Il y a tout juste un mois, Monsieur Martinetti, vous avez répondu aux différents liminaires des élus lors du CSE d’Aout en présentant votre feuille de route.
Vous vouliez replacer l’humain au cœur des évolutions technologiques, aller au bout des choses en matière de santé, et instaurer un dialogue social renouvelé, apaisé, constructif…
Un mois plus tard que constatons-nous ?

Le projet de Régionalisation continue sa marche de bulldozer.

On nous parle de tester l’automate à Strasbourg pour nous faire avaler une pilule grossière sans ériger le moindre garde fous pour les salariés.
Cette nouvelle expérimentation sous forme d’une plateforme de test c’est justement ce que l’inspecteur du travail de Rouen avait dénoncé en son temps.
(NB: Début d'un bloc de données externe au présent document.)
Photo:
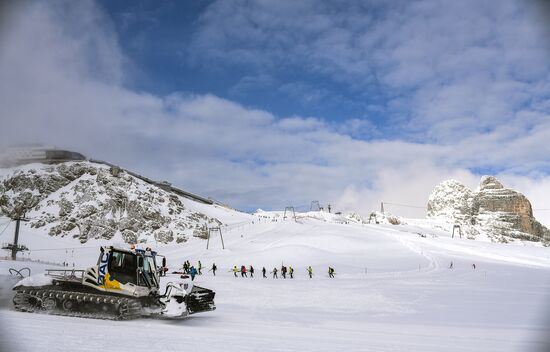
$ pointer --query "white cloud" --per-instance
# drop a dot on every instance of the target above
(55, 90)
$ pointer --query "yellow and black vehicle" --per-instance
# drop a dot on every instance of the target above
(125, 284)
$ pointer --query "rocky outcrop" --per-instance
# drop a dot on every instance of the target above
(501, 213)
(85, 200)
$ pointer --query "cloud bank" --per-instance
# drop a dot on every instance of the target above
(466, 91)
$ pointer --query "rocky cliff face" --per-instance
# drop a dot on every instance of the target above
(500, 213)
(86, 200)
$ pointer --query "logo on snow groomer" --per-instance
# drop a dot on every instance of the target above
(103, 268)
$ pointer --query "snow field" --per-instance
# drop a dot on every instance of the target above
(406, 300)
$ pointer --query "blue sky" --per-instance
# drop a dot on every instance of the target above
(161, 38)
(272, 103)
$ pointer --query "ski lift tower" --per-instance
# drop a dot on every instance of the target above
(210, 231)
(315, 206)
(15, 246)
(290, 209)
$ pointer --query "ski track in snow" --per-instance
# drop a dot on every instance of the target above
(393, 292)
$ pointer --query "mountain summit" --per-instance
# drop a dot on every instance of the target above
(500, 213)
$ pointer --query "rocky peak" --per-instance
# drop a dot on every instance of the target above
(86, 200)
(499, 212)
(489, 182)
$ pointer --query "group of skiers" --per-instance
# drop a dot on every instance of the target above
(192, 271)
(284, 271)
(245, 271)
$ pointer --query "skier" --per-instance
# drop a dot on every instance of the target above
(185, 268)
(310, 271)
(193, 272)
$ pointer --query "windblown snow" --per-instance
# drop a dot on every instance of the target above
(393, 291)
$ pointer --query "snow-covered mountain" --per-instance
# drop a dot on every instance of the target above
(502, 214)
(88, 200)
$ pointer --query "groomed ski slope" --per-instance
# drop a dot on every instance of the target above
(393, 291)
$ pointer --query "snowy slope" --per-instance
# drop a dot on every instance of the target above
(393, 292)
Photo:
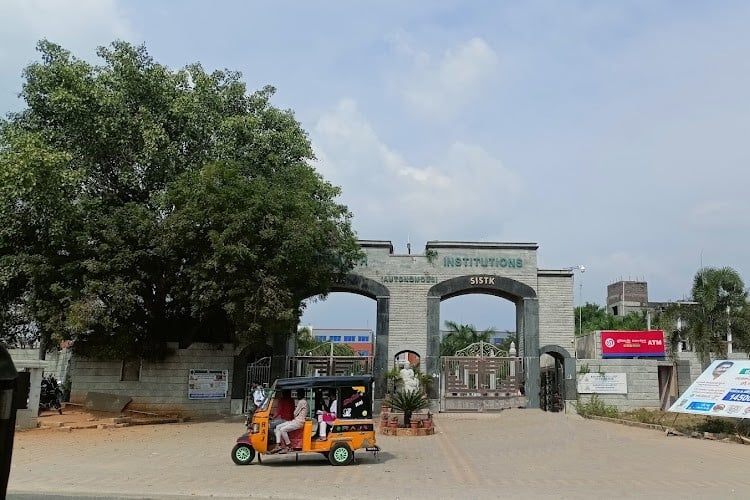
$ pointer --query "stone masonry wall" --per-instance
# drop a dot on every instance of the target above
(163, 386)
(642, 378)
(556, 322)
(410, 277)
(57, 361)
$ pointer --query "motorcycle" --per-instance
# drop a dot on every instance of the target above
(51, 395)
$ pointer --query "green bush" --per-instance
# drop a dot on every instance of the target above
(595, 407)
(717, 426)
(644, 416)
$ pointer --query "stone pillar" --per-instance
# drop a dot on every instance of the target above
(531, 350)
(571, 380)
(380, 361)
(432, 366)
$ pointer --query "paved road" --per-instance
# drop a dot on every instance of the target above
(513, 454)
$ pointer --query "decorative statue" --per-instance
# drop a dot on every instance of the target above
(410, 381)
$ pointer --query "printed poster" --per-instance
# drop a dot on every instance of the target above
(603, 383)
(723, 390)
(208, 384)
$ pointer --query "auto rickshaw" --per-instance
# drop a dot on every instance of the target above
(351, 425)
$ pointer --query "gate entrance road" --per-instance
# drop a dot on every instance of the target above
(512, 454)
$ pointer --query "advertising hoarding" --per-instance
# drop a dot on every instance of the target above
(602, 383)
(629, 344)
(208, 384)
(723, 390)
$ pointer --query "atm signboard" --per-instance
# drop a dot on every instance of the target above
(630, 344)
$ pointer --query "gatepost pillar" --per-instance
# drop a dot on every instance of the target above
(8, 378)
(531, 351)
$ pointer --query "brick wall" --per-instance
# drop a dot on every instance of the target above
(163, 387)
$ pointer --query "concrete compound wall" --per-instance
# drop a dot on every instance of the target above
(57, 362)
(642, 379)
(163, 386)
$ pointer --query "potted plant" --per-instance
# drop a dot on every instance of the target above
(408, 402)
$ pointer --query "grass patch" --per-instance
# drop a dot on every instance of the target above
(595, 407)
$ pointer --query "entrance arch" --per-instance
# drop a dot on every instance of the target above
(361, 285)
(564, 376)
(527, 321)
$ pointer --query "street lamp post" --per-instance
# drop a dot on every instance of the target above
(581, 269)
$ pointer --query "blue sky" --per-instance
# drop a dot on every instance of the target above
(612, 133)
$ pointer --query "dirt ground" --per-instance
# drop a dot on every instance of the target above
(520, 454)
(77, 417)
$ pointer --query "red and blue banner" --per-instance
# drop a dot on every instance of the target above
(624, 344)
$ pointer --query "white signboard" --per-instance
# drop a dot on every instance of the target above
(723, 390)
(603, 383)
(208, 384)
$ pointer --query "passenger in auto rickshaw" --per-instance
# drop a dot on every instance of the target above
(301, 409)
(326, 412)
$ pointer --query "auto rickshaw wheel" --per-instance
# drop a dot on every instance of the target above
(340, 454)
(243, 454)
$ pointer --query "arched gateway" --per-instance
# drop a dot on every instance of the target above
(409, 288)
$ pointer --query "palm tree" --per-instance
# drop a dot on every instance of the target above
(718, 305)
(461, 336)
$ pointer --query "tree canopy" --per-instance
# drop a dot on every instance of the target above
(718, 305)
(140, 205)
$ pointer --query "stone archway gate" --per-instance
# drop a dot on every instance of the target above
(409, 288)
(481, 377)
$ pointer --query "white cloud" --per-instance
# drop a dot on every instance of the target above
(78, 25)
(440, 87)
(721, 214)
(391, 196)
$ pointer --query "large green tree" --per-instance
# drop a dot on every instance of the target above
(140, 205)
(718, 305)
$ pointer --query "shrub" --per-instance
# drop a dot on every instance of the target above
(409, 402)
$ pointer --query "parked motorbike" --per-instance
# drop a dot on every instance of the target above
(51, 394)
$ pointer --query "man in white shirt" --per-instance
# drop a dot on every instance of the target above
(282, 430)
M. Dagognet a beau faire de jolis moulinets pour nous annoncer sa transformation régionale, nous constatons qu’aucun moyen sérieux de financement n’est mis en œuvre et que la seule nouveauté consiste à faire revenir par la fenêtre une régie automatisée dont l’expérimentation à Rouen fut un échec cuisant pour cette même direction.

Au sujet des évolutions numériques, la direction ne s’appuie que sur les demandes d’internautes sondés et non pas sur une réflexion éditoriale des rédactions régionales.

Un travail mené lors d’ateliers principalement fréquentés par des rédacteurs en chef et des pilotes web. Une réforme télécommandée en somme, bien au-dessus de la direction du réseau.

Où est donc le changement ?

En matière de santé, la direction a multiplié les bonnes paroles et les jolies intentions : management participatif, bienveillance, accord santé et bien-être au travail. Pourtant, depuis deux ans, malgré de multiples alertes, pas de réponse de la direction sur les dérives autoritaires et claniques d’un rédacteur en chef.

Dérives confirmées et étayées dans l’expertise diligentée par le CSE sur l’antenne de Montpellier.

Une expertise édifiante par le nombre de salariés concernés, par la gravité des atteintes individuelles et par la durée de « déviances managériales régulières  ».Un manager autocratique qui est toujours présent dans l’encadrement de la rédaction de Montpellier.

Est-ce cela aller au fond des choses ? Est-ce cela instaurer un dialogue apaisé et constructif ?

Aujourd’hui, votre responsabilité est donc grande face à ces manquements à la sécurité et à la santé des salariés de la part de l’employeur.

Des décisions rapides sont nécessaires, le collectif de travail les attend. Elles seront scrutées de près par les salariés et par leurs élus.

Quant au traitement de la crise sanitaire, il est toujours aussi lent : nos journaux télévisés continuent de faire des reportages vantant les mérites des capteurs de CO2 ou les purificateurs d’air, indispensables en matière de détection et d’assainissement des espaces de vie au travail.

Mais à France télévisions, la direction attend toujours de voir s’il existe de meilleurs capteurs que les modèles chinois jugés peu fiables. S’ajoutera à cela le temps nécessaire à un futur appel d’offre. Un temps de réaction totalement en décalage avec l’urgence sanitaire.

Dans la même idée, les nouveaux bâtiments à Pau, comme récemment à Tours, n’ont fait l’objet d’aucune réflexion posée ni même d’un débat éclairé sur les espaces de travail partagés en temps de pandémie.

Et contrairement à de grandes entreprises, France TV continue de gérer l’immobilier comme si la Covid-19 n’avait jamais existé.

A France 3 , la tête du réseau a changé mais les vieilles méthodes perdurent.